Thursday, October 1, 2009

Website Designs for iPhone Still a Question

Our First Scribe technology team uses our blog to talk about the latest trends in our industry. We try to point out the technology that has an impact on web design, development and SEO topics (or will in the near future).

That being said, this post is in regards to an old topic --

Websites for the iPhone

Back in June of 2007 we posted about the iPhone's upcoming release and the concern that client websites were not iPhone compatible. Of course, most pieces of the website are compatible save for Flash and Javascript. But the question is, "Will your website render as well as it could?"

By the way, if you think the iPhone is passe, remember that it only launched 2 years ago!

Here we are 2 years later and we are still talking to people about their corporate website's appearance in an iPhone browser. One of the most common concerns raised during our design sales cycle is the impact of a mobile version of the site (or just the stylesheets).

Lately we discussed the topic in-house. After 2 years, don't you think this topic would go away?

Design concerns for iPhone is still highly relevant

That old blog post happened to be one of the first iPhone/website pages to hit the market so it rules in Google searches on said topic.

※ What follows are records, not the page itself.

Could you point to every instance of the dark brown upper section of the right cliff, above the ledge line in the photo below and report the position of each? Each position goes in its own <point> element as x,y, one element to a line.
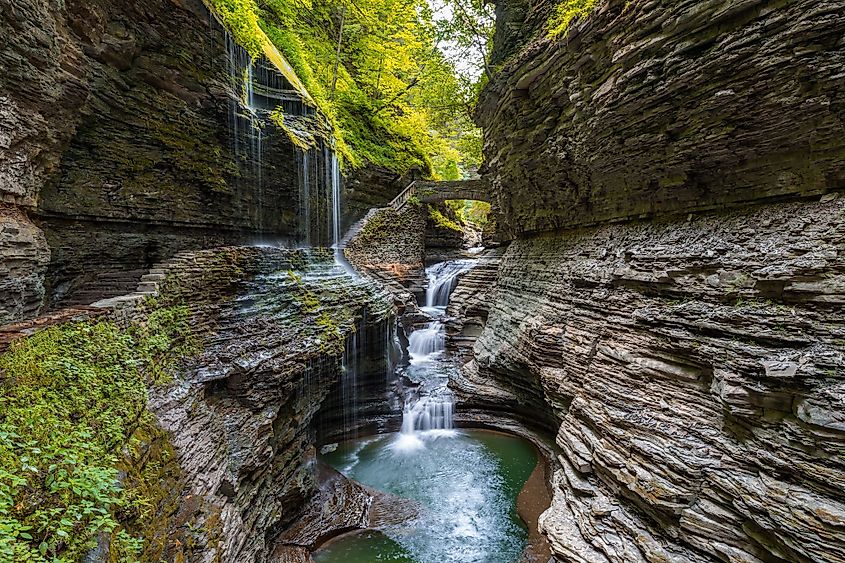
<point>645,108</point>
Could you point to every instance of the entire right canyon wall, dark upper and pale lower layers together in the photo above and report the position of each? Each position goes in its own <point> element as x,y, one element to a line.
<point>691,364</point>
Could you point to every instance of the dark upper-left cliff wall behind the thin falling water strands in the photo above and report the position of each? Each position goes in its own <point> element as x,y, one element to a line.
<point>132,130</point>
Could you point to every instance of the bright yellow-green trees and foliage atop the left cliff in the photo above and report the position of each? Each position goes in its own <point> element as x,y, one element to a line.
<point>375,69</point>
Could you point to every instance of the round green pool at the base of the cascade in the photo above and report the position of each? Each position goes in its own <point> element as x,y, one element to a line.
<point>465,483</point>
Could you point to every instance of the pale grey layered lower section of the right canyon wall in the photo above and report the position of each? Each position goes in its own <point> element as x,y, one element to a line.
<point>693,370</point>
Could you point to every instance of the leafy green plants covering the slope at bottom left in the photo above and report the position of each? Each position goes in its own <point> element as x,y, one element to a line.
<point>70,398</point>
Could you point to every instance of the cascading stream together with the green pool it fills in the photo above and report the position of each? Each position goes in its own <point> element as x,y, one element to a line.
<point>464,482</point>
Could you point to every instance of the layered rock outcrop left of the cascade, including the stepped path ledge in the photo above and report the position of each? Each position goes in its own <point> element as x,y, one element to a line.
<point>238,422</point>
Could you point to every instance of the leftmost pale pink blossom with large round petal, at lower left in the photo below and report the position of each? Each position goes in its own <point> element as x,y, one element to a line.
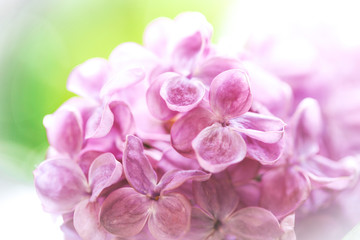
<point>71,191</point>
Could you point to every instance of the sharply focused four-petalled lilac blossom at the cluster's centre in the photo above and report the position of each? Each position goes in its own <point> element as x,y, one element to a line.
<point>223,135</point>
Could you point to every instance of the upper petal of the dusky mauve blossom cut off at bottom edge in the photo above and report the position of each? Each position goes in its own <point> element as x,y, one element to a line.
<point>216,196</point>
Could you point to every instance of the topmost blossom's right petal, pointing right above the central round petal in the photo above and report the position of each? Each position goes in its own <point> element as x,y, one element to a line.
<point>213,66</point>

That old page still produces a major amount of traffic for us.

Why? Because it's still relevant.

In fact, a visitor from Apple.com landed in our website today due to a search for "build a website iPhone compatible."





If they care (or one person there cares) and we see 2 years of traffic on this same topic - then it's still relevant.

So what do we do?

Develop your site correctly. Build a website with the content separate from the formatting. In doing so a developer can create a set of stylesheets specific to the browser technology. You are essentially building a website optimized for the iPhone. The content is the same but the formatting is served dynamically for the mobile visitor.


If a visitor arrives to your website with an iPhone, the website will send them a stylesheet with imagery optimized for their use.


One additional item - be nice to your mobile visitors. Make your pages short to alleviate excessive amounts of scrolling.